Peers Hardy’s Kenrick says that the company is now in a position where brands are approaching it to discuss making a watch collection, rather than Peers Hardy seeking them out. While he hints that there will be several forthcoming launches in the latter half of 2013, Kenrick is sure not to give too much away when it comes to pinpointing new routes for branded watches. “Potential lies within all areas but the opportunity lies very much with the strength of the brand in question” he states.

Similarly, Zeon, while already manufacturing and distributing a solid stable of brands, hints that there is more to come in 2013 in terms of branded watches. Brydon reveals that the company will launch a collection of licensed Ferrari watches later in the year but teases that others may follow. “Finding a truly global brand that is not already offering licences is rare,” he says. “There is, however, one or two that I would love to work with. I am not going to say which as we may already be in discussion with them.”

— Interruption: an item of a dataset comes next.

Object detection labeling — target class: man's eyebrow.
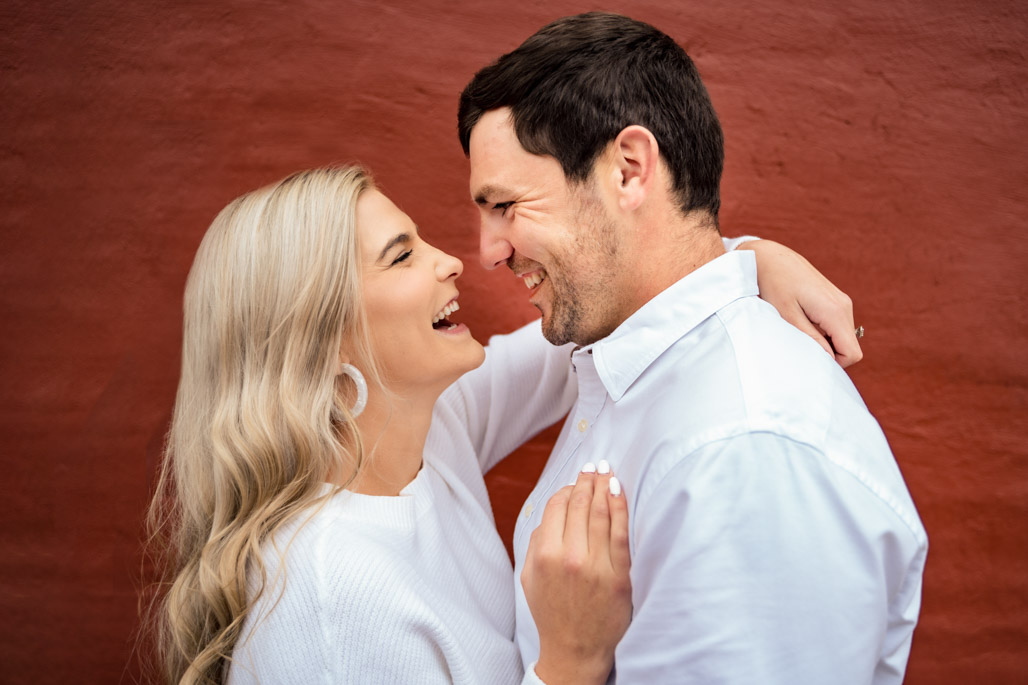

Something specific that Brydon does feel is missing from the licensed watch market is a truly modern brand. “I believe that a truly contemporary, über-modern look is missing from our industry at the moment,” he explains. “So many brands go down the traditional, heritage look. I think we are crying out for a change to this and would love to find a brand to do this with.”

Wes Suter of retailer Watch Works at Steffans agrees and says that he believes younger product designers should get a chance to test their design mettle. “I would love to see a design-led range of watches with a bespoke feel using simple generic parts but individually designed by, say, a design student,” he says. “That would be very cool.”

While fashion dominates, it is intriguing to see which areas could offer a future opportunity to license a brand, product or designer name to a contemporary collection of watches in a time when consumers are savvier and more discerning than ever about what goes on their wrist.